How digital biomarkers relate to molecular clocks
It is worth being explicit about the relationship between digital and molecular aging measures, because they are often grouped under the same “biological age” umbrella when they are actually measuring quite different things.
Molecular clocks — epigenetic, glycomic, proteomic — measure changes at the cellular and subcellular level that are directly tied to the mechanisms of biological aging. They have been validated in large longitudinal cohorts and predict mortality and disease risk independently of chronological age. The validation work has been done, and it is substantial.
Digital biomarkers mostly measure downstream consequences or correlates of aging: how the biology manifests visually, functionally, or behaviorally. This is not inherently less valuable — functional aging matters enormously for quality of life — but it is a different layer of measurement with different validation requirements.
Treating a facial AI score or a wearable fitness age as equivalent to a validated epigenetic clock conflates two very different levels of evidence. The molecular layer currently has the stronger scientific foundation.

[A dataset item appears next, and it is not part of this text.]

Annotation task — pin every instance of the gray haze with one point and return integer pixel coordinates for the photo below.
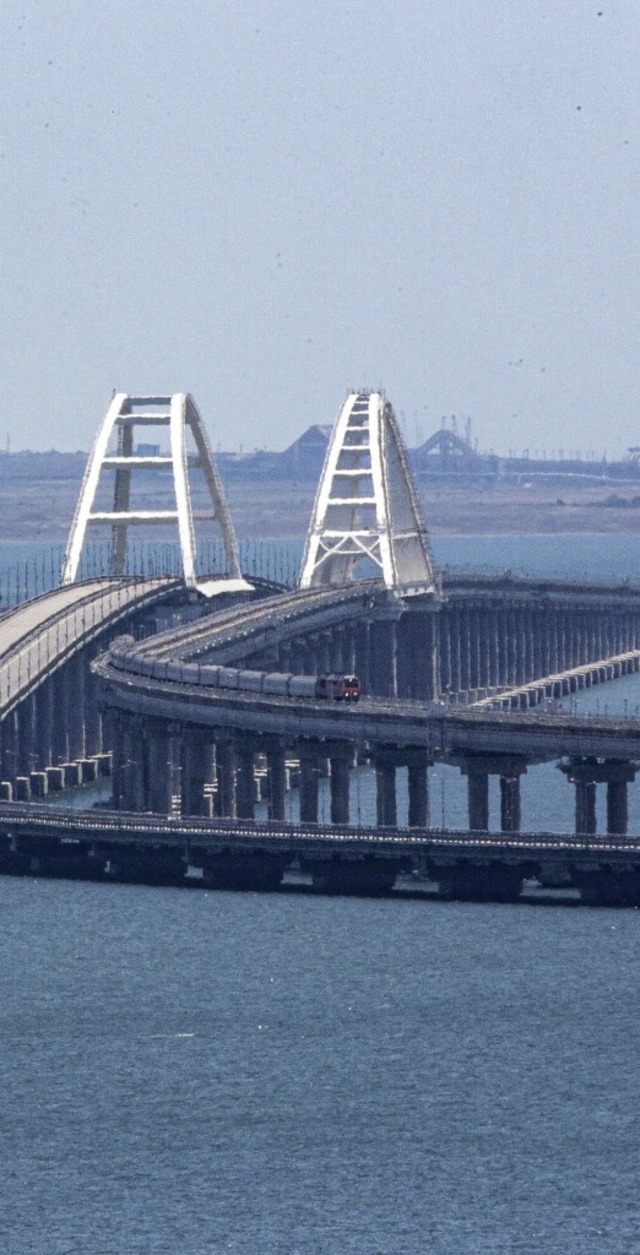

What this means for how you use these tools
Digital aging tools — including consumer apps that estimate your “biological age” from a selfie or your step count — can be engaging and motivating. There is nothing wrong with using them. But understanding what they do and do not measure prevents you from drawing conclusions the evidence does not yet support.
If you want a rigorous, scientifically validated measure of your biological aging rate, the current evidence points toward second-generation epigenetic clocks (GrimAge, DunedinPACE) or glycomic clocks (GlycanAge) measured from a blood sample. See how validated tests compare.
Digital biomarkers are likely to become more rigorous as the research matures. Multi-modal approaches — combining facial data, gait analysis, voice, and cognitive task performance — may eventually provide a non-invasive picture of biological aging that is more accessible and more longitudinally dense than periodic blood-based testing. The research is real and worth following. It is just not there yet.